The literature provides some encouraging evidence for ADSC therapy in animal models following SCI but is limited by the heterogeneity that exists between studies and key translational limitations of current models. We implore researchers to explore more relevant methods of injury, animal models and locations of SCI to further strengthen the evidence base of this therapeutic approach.

5. Conclusions

This systematic review demonstrates some evidence that ADSC therapy following SCI may improve locomotor recovery in animal models. While the majority of studies provide evidence for this model alone, the landscape regarding adjuvant approaches is more contentious. In addition, most studies support the idea that ADSC therapy has a lag period, in which a bridging therapy may be useful. There was also some limited evidence to suggest that ADSC therapy may limit autonomic dysfunction following SCI. These results were limited by the heterogeneity between studies and key weaknesses in the study design, which limits translational relevance. Further investigations into the mechanisms of ADSC therapy and optimal adjuvant approaches should follow the outcomes of this systematic review. We draw particular attention to the molecular mechanisms of adjuvant therapy and the need for further research in this area. The results from this study should also contribute to the wider body of evidence supporting the trial of ADSC therapy in human patients suffering from SCI, following validation in more translationally relevant experimental models. Translating ADSC therapy to patients suffering from SCI will depend heavily on addressing the key weaknesses in the current literature, thereby forming a stronger proof of concept to justify large-scale human trials.

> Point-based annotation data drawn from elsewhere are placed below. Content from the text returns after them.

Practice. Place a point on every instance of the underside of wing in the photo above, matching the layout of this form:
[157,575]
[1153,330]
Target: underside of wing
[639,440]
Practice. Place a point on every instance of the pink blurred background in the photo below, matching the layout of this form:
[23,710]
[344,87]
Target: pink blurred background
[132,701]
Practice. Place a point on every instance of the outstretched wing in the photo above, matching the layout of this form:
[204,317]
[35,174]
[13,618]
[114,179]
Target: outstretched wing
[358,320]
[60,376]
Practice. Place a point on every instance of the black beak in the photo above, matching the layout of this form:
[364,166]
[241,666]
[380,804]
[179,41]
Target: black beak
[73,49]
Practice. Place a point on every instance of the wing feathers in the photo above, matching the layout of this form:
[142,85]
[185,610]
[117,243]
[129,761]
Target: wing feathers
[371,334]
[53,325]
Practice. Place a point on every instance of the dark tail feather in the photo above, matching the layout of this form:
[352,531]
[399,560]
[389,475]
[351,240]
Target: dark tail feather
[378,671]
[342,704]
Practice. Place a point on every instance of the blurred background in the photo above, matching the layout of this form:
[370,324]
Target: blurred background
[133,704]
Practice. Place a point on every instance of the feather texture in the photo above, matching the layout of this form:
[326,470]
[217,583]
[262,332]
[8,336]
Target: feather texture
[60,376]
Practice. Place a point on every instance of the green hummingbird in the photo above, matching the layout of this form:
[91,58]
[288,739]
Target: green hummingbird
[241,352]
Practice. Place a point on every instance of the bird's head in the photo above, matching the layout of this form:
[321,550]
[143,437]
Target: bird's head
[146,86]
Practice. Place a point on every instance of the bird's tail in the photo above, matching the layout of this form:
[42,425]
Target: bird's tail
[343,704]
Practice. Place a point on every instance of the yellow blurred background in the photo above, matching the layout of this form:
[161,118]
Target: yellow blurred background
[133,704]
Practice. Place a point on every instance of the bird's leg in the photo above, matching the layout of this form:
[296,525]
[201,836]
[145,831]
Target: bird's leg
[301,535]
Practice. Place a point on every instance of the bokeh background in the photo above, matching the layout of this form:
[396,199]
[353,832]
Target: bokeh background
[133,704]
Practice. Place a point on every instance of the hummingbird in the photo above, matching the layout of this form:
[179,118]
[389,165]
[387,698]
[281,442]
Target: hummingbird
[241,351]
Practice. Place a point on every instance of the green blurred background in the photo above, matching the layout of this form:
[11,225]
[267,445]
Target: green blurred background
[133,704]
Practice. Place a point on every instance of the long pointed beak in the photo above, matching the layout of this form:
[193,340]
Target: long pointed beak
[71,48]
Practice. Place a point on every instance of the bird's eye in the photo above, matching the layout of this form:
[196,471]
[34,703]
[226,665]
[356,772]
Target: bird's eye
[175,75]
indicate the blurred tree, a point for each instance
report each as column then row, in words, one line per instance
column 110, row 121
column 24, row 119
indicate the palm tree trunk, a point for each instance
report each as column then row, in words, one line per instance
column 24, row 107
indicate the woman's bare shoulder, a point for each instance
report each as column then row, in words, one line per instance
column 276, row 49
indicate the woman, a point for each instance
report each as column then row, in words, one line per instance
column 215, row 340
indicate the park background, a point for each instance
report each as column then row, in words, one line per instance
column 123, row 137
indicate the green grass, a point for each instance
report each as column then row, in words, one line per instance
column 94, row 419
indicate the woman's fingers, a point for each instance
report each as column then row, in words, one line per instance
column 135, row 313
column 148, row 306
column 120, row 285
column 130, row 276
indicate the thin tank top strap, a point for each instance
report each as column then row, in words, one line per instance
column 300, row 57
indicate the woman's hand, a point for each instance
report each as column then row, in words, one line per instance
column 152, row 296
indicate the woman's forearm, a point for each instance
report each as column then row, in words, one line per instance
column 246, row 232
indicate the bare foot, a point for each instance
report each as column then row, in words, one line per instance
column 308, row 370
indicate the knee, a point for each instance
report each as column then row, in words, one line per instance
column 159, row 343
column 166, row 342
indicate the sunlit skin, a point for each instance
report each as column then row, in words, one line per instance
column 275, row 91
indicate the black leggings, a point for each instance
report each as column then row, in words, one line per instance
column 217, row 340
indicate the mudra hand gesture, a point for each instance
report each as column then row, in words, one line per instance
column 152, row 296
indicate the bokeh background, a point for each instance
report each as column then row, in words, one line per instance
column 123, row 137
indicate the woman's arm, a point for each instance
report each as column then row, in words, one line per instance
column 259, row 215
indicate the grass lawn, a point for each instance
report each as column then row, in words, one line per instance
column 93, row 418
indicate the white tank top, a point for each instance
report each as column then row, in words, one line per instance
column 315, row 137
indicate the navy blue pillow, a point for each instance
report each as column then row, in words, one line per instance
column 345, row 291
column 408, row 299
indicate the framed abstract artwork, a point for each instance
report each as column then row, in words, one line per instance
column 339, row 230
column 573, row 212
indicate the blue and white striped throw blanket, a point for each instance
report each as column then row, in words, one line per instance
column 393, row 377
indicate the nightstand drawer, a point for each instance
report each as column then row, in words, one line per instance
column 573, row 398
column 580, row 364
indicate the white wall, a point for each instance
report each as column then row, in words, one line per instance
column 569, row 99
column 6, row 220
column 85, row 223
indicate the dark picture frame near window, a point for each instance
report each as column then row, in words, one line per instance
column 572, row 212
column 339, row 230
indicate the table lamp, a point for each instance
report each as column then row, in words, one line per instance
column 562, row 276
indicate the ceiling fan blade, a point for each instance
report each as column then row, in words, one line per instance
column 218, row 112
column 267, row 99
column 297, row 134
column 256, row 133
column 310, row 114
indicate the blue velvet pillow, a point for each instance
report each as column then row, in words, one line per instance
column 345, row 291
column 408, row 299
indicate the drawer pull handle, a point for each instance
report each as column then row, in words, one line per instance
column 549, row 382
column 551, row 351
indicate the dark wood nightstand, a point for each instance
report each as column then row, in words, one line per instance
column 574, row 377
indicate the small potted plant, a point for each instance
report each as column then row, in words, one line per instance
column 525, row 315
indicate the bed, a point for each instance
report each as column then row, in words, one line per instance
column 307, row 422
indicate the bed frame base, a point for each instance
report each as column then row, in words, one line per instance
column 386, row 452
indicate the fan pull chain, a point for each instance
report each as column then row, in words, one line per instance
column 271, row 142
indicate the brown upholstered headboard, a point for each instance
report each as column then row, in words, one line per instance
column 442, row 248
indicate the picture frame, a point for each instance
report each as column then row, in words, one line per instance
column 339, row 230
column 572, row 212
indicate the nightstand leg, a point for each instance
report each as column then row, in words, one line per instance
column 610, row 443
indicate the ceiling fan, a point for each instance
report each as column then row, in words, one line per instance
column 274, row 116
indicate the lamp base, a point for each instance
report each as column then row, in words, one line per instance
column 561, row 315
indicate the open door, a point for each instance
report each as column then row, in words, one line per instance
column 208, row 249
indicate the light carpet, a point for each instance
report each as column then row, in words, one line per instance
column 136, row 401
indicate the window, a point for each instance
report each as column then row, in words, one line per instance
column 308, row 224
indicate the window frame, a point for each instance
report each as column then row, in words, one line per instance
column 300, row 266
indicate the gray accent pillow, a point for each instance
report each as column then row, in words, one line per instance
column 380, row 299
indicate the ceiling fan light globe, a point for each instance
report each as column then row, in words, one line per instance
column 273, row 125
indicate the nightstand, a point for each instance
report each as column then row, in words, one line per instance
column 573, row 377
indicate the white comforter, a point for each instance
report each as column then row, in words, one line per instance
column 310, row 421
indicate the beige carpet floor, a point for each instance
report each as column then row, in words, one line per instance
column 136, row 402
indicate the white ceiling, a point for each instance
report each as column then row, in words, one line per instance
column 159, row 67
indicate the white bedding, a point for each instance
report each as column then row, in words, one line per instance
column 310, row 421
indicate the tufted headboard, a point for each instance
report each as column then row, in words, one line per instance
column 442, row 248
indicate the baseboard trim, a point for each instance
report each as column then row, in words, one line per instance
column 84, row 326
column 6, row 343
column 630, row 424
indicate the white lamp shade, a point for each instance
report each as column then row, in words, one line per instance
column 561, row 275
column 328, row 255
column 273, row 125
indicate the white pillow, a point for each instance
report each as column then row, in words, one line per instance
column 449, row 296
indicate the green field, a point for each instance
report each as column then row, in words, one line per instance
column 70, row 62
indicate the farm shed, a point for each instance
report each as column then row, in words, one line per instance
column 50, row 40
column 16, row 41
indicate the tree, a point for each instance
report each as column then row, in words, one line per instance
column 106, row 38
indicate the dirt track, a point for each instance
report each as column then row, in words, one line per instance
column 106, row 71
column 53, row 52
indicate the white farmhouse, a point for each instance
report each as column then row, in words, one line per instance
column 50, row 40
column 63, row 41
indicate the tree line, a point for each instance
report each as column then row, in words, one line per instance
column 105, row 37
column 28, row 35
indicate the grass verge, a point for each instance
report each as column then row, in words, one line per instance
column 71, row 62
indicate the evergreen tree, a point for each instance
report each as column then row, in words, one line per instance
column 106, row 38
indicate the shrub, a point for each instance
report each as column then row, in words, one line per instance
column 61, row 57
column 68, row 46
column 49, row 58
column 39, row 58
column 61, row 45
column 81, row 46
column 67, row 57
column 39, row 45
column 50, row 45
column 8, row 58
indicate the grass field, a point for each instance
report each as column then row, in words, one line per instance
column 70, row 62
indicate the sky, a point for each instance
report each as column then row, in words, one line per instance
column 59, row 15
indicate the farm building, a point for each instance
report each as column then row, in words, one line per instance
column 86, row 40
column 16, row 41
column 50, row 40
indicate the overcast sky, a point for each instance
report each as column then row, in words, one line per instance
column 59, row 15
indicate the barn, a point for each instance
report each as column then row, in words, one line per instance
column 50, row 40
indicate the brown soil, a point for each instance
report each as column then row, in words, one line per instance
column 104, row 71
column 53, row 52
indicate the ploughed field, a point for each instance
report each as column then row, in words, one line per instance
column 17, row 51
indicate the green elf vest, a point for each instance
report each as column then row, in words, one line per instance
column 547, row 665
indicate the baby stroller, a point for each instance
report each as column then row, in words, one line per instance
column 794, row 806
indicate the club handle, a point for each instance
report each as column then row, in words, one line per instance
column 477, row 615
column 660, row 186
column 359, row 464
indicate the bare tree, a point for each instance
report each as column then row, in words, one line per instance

SCI continues to be a debilitating and burdensome condition, both at the individual and societal level. ADSC therapy, while still at an early stage, could pave the way for a cure for the profound disability that follows from an SCI. Recent developments in technology, from transcriptomics to advanced nanoparticle delivery devices, could help scientists cure SCI once and for all if the weaknesses of the current literature are addressed.